The challenge with donating at such a distance is providing full transparency of transactions and creating trust between parties who would otherwise have no reason to trust each other. And here’s where things get seriously smart.
With PolloPollo, transactions are made over Obyte between the donor and the producer/merchant through a temporary shared wallet; the applicant then picks up the item and confirms receipt with their unique ID, enabling the producer to withdraw funds from that wallet.

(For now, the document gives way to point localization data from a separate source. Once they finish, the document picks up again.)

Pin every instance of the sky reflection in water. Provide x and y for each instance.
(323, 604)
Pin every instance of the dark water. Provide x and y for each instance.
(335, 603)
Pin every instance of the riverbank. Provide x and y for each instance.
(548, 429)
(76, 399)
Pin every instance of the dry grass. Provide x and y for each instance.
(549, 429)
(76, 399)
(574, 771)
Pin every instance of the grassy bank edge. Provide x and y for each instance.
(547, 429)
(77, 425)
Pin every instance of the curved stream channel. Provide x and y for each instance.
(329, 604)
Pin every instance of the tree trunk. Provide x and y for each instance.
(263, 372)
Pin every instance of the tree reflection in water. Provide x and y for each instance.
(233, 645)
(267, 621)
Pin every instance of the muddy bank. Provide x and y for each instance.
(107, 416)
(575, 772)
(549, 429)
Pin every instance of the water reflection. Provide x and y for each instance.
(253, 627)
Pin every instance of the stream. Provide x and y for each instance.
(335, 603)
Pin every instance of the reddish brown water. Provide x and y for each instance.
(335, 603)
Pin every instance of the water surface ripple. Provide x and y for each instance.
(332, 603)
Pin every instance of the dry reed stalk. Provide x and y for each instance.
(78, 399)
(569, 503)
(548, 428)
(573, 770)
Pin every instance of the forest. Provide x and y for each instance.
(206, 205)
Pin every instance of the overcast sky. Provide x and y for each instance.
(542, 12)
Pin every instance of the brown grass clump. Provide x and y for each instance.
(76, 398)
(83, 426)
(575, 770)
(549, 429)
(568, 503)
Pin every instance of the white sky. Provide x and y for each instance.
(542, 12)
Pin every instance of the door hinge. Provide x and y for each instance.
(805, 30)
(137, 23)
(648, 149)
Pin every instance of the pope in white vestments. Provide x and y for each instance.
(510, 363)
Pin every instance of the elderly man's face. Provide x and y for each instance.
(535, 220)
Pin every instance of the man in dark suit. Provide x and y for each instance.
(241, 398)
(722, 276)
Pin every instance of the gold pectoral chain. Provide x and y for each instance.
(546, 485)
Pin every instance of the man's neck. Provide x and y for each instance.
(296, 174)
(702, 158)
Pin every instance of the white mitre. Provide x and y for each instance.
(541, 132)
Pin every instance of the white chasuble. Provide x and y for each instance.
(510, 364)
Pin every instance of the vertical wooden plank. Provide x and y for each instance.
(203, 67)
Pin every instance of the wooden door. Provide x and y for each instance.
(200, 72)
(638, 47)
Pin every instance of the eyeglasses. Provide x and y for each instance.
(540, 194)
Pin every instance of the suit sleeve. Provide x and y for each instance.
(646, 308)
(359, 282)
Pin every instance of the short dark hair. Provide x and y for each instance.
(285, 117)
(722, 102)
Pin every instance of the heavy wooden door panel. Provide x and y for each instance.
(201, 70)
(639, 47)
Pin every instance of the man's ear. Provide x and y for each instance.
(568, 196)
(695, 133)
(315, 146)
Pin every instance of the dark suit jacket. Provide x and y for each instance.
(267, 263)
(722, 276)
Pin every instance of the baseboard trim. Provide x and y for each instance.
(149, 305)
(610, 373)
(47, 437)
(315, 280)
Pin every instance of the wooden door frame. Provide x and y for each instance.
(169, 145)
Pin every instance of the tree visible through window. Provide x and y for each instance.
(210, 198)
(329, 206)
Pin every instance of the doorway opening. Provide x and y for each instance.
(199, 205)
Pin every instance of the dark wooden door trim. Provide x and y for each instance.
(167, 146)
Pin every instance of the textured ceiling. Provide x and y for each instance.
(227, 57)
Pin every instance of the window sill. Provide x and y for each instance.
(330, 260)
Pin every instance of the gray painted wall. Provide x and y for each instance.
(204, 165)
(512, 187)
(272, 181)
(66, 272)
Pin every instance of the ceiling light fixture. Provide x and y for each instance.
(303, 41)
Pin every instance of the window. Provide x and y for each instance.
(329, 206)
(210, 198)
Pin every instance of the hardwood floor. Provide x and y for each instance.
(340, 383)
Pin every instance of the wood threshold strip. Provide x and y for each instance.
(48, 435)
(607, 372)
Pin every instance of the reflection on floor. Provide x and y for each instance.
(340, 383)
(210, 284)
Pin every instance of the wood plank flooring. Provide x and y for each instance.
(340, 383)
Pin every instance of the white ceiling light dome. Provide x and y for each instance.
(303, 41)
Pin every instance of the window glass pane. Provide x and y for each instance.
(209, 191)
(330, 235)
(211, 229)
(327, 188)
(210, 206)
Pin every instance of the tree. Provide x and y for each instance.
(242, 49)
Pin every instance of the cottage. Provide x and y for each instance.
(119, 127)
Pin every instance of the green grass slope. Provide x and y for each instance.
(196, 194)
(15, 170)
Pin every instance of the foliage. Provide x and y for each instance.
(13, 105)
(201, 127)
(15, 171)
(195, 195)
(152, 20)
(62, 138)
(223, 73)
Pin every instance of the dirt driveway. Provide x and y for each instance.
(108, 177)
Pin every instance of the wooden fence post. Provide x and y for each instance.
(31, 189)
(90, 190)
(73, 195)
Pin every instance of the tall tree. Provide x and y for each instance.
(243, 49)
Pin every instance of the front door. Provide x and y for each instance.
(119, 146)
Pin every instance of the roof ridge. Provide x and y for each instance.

It sounds complicated, but the front end is based on a text- and chatbot-based interface and, crucially, only the merchant needs to have a smartphone.
“Too often technology leaves users behind,” Niebe told The Stack. “We hear a lot about banking the unbanked, but often what’s needed is to device the undeviced. In developing countries it may only be merchants or producers who are rich enough to own a smartphone, which is why we developed a way to make transactions without the applicant needing a device.”
PolloPollo is still in development, although the platform has already been used by several hundred people in hyperinflation-stricken Venezuela to receive donations for urgent items. But it provides a tantalising glimpse of the future of foreign aid: one where donors can know that every penny is going directly to those who need it most, while eliminating losses to fraud, theft and corruption.